775 th Year of the Maleficence

(4720 A.D.)

STONEFORT KEEP

KOMMANZ OF GRANFOR

AUTUMN, 4962 A.D.

"It is good," one of the councilors said, hawking and spitting in the dirt. The gobbet of phlegm landed near the outland merchant's boot, but his diplomatic smile never wavered.

Zhy'da Mek Kermak grunted and looked down at the plow below the low earth dais where the ruling kin and their wisefolk waited. The Senior of Stonefort Keep was a tall rawboned woman in her early fifties, still ropily muscular; except for those knocked out in fights, she still had all her teeth, strong and yellow as she grinned.

"Maybe too good," she rasped, taking another pull at the leather cup of beer. The plow had a wooden frame, but the share and moldboard were of dark-shining durcret; that was a southron thing, almost as strong as metal but far cheaper. In the demonstration two horses had drawn it easily through tough prairie sod, while six oxen struggled and heaved at the clumsy Kommanz breaking-plow.
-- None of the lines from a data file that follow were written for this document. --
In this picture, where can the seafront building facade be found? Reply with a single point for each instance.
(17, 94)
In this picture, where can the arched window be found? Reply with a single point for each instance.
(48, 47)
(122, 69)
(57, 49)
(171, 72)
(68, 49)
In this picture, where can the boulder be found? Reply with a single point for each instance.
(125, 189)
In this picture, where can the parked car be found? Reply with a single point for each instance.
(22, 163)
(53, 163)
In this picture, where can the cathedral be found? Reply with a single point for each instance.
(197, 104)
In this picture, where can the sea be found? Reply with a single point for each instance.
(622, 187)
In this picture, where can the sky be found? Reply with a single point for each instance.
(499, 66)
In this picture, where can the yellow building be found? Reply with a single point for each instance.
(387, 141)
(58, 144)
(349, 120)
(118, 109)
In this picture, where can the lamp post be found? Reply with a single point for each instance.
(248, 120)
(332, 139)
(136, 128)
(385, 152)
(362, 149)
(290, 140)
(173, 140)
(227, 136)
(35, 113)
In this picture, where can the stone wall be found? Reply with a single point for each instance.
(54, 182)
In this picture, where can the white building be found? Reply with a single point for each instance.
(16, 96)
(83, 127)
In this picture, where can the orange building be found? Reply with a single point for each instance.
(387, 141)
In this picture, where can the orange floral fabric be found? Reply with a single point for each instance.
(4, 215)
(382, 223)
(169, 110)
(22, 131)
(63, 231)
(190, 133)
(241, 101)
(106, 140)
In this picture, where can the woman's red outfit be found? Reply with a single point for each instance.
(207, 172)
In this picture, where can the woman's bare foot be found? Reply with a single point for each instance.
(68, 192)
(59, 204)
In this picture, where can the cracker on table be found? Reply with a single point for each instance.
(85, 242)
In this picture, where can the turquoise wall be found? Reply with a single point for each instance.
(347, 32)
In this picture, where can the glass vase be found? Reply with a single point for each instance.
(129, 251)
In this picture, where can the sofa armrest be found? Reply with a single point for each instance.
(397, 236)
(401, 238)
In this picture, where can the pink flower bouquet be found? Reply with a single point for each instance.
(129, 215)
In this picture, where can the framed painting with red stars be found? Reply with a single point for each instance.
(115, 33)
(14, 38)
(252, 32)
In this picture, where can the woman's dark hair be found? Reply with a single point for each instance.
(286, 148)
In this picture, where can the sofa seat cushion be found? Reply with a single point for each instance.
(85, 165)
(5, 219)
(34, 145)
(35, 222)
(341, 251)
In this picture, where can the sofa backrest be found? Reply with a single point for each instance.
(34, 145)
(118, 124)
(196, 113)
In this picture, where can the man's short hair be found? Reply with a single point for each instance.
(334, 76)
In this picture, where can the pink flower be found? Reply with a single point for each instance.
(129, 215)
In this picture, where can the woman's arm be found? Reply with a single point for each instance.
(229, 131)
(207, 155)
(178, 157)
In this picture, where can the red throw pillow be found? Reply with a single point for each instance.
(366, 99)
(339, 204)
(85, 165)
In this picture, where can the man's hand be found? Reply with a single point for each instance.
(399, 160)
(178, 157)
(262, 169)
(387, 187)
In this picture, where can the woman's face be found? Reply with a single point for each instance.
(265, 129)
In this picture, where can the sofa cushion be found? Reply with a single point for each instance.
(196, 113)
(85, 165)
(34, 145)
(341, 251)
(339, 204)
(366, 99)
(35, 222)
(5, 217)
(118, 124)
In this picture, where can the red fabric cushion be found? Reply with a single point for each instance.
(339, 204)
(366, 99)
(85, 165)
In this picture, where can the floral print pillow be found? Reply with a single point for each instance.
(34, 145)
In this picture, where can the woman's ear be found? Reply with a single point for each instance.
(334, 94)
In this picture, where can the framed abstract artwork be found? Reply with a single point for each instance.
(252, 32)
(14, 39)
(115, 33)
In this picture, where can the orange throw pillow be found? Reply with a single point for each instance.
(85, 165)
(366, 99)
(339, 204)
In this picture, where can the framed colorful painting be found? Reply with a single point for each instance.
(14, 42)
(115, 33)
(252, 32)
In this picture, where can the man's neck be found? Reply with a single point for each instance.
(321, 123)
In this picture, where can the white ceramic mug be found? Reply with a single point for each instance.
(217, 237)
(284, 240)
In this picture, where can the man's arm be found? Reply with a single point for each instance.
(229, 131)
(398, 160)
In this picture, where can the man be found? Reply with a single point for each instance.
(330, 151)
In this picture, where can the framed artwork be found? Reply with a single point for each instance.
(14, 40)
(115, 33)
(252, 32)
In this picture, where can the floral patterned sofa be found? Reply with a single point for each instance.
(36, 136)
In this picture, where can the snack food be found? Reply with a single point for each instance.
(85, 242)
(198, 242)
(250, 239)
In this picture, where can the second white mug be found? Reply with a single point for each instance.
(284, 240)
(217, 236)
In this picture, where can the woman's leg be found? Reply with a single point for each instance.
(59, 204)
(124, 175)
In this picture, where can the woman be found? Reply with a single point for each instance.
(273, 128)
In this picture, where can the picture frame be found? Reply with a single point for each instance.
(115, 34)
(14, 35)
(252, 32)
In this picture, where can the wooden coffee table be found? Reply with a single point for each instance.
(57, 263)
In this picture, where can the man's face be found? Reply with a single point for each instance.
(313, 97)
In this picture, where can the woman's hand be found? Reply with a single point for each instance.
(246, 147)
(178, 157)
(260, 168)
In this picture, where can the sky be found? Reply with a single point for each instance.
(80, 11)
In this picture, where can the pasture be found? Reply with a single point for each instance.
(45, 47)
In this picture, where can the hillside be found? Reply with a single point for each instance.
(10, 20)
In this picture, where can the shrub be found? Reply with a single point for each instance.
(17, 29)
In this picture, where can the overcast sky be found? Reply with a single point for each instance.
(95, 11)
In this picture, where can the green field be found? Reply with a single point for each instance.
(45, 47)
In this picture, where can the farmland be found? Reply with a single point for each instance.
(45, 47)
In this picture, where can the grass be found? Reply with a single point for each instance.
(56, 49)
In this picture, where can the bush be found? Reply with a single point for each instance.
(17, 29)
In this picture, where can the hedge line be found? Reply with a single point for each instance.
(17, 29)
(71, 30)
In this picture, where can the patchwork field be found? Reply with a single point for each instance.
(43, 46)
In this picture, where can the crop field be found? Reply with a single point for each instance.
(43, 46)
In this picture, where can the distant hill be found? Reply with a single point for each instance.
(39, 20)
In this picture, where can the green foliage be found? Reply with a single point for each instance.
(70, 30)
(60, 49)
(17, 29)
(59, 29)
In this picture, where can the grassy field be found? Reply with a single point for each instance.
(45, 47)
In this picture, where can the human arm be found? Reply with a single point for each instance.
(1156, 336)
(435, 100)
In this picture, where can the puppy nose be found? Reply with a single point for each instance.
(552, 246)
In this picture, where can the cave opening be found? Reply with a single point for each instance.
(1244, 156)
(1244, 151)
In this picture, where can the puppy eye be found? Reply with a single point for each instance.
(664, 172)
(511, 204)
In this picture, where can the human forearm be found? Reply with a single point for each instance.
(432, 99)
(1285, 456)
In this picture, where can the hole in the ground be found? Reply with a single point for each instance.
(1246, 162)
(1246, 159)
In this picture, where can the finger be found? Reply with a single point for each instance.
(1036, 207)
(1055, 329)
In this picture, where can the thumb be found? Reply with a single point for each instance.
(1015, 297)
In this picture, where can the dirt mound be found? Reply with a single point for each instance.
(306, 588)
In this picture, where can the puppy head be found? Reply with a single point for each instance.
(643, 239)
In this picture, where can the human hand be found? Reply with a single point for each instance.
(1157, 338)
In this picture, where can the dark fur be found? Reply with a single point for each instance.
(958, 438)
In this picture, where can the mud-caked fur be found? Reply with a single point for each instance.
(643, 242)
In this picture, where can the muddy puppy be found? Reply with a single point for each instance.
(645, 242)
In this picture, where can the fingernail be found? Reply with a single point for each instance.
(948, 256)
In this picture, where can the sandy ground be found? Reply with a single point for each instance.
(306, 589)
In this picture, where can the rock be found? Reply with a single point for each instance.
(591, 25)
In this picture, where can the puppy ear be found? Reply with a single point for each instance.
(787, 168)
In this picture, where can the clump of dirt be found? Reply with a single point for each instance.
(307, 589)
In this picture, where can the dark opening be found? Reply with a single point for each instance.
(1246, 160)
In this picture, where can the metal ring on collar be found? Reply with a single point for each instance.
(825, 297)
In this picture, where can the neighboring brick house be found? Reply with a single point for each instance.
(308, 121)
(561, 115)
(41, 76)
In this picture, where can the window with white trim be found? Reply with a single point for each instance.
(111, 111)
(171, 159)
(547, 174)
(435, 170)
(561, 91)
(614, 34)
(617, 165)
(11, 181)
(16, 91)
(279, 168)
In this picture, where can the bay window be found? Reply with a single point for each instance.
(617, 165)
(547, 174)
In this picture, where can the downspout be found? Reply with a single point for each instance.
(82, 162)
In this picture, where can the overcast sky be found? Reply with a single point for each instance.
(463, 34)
It was a hot day, even though the first night frosts had come; no sign of a thunderstorm in the cloudless sky, which was a good omen. Mustering Fair, bright noon sun through a harvest-haze of dust, air heavy with the smells of sweat and dung and smoke. The angular stone ramparts and towers of the Keep bulked at their backs, and the close-cropped pasture of the Home Field stretched for kilometers on either side over land flat as a tabletop. Today it was crowded. Warriors drilling, the village contingents come in to show that their skills had not rusted. Wagonloads of tribute from the dependent territories, piles of yellow grain, potatoes, whole-cowskin sacks of sunflower oil, bolts of cloth, milling herds. And everyone with something to sell, everyone who could be spared in the lands about Stonefort. It was a relief after the tension and fear of harvest season, when folk took turn and turn-about reaping and riding guard against nomad raiders or bandits. The grain and flax and oilseeds were safely cut and carted; potatoes and roots were still to be brought in, but those were safely unburnable.

This was the best time of year; plenty to eat, good hunting—the fall bison herds would be through soon—and usually no more fighting than the soul required. Mostly skirmishing with other Keeps, fighting within the Bans for ransoms and herds. The fair was the beginning of it.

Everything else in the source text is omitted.